Waara-Wolleat will discuss the use of OADPs and the pharmacist’s role in combatting the opioid epidemic in more detail during her continuing education (CE) session at the 2017 Synergy Conference in Kansas City, Mo., hosted by PBA Health, Pharmacy Providers of Oklahoma (PPOk) and the Oklahoma Pharmacists Association (OPhA) this June.

She said pharmacists can expect to learn about why OADPs are important innovations, the FDA’s direction to those developing OADPs, where to find abuse-deterrent properties and claims, and some of the technologies that are employed or under study for OADPs.

Learn more at pbahealthconference.com.


 

Educating pharmacists and patients about opioids

The Extended-Release and Long-Acting (ER/LA) Opioid Analgesics Risk Evaluation and Mitigation Strategy (REMS) is a strategy required by the U.S. Food and Drug Administration (FDA) to manage known or potential serious risks associated with ER/LA opioid analgesics. The strategy strongly encourages prescribers and pharmacists to do the following.
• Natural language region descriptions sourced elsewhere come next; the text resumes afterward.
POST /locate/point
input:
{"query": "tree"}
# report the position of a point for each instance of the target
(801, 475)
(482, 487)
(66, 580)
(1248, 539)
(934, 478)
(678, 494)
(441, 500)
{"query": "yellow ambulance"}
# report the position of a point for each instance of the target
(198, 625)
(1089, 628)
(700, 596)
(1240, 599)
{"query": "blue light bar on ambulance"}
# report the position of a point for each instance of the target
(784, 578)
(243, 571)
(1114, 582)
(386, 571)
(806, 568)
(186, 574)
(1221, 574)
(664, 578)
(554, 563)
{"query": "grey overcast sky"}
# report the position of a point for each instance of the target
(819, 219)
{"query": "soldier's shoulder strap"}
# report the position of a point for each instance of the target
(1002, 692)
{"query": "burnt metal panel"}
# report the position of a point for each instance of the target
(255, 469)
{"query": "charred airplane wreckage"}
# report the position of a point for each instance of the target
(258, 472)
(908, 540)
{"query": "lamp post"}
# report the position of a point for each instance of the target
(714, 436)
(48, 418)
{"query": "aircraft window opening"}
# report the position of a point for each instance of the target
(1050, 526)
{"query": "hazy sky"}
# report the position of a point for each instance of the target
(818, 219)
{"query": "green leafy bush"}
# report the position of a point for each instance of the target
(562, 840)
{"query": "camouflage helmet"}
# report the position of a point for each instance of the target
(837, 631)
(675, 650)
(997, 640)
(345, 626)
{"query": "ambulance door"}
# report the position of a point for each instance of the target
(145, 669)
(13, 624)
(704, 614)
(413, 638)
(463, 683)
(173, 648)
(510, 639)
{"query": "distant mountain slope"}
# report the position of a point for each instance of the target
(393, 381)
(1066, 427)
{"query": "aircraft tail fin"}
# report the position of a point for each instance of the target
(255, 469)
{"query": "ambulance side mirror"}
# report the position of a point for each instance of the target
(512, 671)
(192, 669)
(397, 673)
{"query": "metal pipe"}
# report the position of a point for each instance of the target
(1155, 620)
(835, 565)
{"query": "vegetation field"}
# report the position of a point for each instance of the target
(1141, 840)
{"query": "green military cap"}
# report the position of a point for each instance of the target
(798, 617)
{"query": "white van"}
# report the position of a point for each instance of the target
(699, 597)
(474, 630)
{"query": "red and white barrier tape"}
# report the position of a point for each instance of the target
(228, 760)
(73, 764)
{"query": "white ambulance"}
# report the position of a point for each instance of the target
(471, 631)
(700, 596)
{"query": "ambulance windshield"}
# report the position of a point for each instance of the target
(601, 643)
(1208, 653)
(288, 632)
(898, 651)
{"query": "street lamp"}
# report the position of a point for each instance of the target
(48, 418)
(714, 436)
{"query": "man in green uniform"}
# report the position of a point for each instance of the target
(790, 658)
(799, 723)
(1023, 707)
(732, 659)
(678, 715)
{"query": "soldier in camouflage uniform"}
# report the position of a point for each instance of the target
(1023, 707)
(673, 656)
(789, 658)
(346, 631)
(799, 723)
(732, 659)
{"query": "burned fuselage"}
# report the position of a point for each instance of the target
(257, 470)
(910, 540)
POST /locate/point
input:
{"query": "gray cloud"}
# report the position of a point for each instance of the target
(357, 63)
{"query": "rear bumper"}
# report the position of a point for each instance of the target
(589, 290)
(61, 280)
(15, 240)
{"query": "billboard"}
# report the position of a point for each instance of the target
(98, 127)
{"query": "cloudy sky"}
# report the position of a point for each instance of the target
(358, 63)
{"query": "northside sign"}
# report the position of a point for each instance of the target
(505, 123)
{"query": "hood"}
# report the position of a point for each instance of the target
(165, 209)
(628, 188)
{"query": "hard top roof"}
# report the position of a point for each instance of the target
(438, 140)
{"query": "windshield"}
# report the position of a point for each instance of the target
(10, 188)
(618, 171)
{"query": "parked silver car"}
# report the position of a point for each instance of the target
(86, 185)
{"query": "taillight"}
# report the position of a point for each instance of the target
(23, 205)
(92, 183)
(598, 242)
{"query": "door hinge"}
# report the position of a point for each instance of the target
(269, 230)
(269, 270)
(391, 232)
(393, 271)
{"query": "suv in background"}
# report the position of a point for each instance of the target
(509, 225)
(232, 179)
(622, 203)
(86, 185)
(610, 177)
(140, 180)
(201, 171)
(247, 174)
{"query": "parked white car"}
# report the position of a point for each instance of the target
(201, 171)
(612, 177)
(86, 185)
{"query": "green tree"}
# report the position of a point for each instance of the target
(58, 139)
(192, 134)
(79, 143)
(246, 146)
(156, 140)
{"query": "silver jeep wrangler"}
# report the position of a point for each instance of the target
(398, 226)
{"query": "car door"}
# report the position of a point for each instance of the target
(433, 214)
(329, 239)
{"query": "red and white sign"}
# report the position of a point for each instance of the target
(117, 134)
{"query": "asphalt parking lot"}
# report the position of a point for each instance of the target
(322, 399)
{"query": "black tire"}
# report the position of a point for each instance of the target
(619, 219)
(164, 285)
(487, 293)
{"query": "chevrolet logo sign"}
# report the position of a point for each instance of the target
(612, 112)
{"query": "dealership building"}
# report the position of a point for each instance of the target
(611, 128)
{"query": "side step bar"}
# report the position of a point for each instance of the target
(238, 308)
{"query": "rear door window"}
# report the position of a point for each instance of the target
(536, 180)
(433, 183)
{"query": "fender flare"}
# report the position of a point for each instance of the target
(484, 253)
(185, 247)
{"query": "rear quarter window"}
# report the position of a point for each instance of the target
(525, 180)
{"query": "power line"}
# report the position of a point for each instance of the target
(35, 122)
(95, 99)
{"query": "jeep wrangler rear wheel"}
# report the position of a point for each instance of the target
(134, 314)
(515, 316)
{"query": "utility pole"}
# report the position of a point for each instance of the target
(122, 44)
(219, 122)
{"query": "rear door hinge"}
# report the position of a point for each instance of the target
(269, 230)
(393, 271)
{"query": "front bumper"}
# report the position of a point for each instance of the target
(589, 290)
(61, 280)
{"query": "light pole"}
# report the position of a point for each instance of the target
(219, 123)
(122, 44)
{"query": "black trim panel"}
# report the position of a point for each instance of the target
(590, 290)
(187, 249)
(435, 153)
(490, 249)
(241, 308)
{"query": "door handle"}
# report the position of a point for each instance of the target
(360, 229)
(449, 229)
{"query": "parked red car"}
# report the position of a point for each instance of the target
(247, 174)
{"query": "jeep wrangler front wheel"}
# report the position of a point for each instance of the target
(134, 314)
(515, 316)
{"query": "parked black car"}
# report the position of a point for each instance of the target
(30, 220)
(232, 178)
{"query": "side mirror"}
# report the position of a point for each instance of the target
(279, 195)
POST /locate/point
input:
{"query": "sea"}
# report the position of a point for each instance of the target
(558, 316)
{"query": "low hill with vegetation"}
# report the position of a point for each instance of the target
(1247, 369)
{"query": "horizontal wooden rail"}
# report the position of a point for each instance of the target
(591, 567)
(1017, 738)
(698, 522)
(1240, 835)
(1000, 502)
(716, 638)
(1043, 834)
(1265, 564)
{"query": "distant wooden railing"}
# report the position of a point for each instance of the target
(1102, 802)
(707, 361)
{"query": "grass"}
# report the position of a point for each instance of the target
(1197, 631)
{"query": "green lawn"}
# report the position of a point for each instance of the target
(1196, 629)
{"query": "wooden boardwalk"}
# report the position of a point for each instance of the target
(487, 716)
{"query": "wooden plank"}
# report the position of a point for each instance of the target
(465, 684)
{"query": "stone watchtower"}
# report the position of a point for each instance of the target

1. Complete a REMS-compliant education program
Pharmacists should complete an ER/LA opioid analgesics REMS- compliant education program offered by the accredited provider of continuing education (CE) for pharmacy.

2. Provide patient counseling
Pharmacists should use the REMS- provided document to discuss the safe use, serious risks, storage and disposal of ER/LA opioid analgesics with patients or their caregivers.

3. Use the medication guide
Pharmacists should encourage patients and caregivers to read the medication guide they receive when an ER/LA opioid is dispensed to them.